Luego se deben cargar los datos correspondientes a los últimos 12 meses:
- Monto total facturado
- Uso o no de local comercial
- Superficie afectada a la actividad
- Consumo eléctrico, si corresponde
- Provincia adherida al Monotributo Unificado, en caso de aplicar
Con esa información, ARCA realiza el cálculo y propone una categoría sugerida. Es fundamental revisar los datos, ya que de allí surge el importe mensual a pagar. Confirmado el trámite, el nuevo valor rige desde el mes siguiente y se puede descargar la credencial actualizada.
Escalas vigentes del Monotributo (febrero 2026)

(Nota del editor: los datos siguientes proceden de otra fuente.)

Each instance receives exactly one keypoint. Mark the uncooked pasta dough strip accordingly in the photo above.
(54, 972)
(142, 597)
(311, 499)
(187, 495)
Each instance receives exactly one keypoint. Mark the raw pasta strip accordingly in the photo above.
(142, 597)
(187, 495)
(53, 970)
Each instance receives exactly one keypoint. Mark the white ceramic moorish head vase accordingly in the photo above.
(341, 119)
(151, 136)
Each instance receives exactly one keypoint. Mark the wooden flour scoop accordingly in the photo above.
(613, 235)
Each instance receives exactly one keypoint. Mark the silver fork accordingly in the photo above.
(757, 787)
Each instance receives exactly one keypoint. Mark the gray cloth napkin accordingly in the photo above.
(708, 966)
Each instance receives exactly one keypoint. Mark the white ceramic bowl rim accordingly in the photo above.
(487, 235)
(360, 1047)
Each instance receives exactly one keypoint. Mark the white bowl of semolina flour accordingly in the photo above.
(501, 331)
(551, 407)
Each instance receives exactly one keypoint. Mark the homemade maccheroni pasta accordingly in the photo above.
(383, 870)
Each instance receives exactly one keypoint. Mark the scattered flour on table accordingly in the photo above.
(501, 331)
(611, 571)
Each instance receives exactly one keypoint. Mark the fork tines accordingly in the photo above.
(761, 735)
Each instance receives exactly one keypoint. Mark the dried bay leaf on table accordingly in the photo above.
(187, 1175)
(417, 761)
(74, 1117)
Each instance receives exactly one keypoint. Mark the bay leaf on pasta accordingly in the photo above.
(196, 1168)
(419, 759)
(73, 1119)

- Categoría A: $8.992.597,87
- Categoría B: $13.175.201,52
- Categoría C: $18.473.166,15
- Categoría D: $22.934.610,05
- Categoría E: $26.977.793,60
- Categoría F: $33.809.379,57
- Categoría G: $40.431.835,35
- Categoría H: $61.344.853,64
- Categoría I: $68.664.410,05
- Categoría J: $78.632.948,76
- Categoría K: $94.805.682,90
Qué pasa si no te recategorizás y deberías
Si ARCA detecta que deberías haber subido de categoría y no lo hiciste, te exponés a lo siguiente:
Recategorización de oficio: el organismo cambia de categoría automáticamente basándose en tus movimientos bancarios, gastos con tarjeta o facturación.
Deuda retroactiva: te van a cobrar la diferencia entre lo que pagaste y lo que deberías haber pagado desde que cambió tu situación, con intereses.
Multas: ARCA puede aplicar una multa equivalente al 50% del impuesto integrado y del componente previsional que omitiste pagar.
Exclusión: si tus ingresos superaron el tope de la categoría máxima (K), quedás fuera del Monotributo y pasás directamente al Régimen General de Ganancias, IVA y Autónomos, que es mucho más caro y complejo.
Cumplir en tiempo y forma con la recategorización del monotributo evita sanciones y permite mantener la situación fiscal en regla, en un contexto de controles más estrictos por parte del organismo recaudador.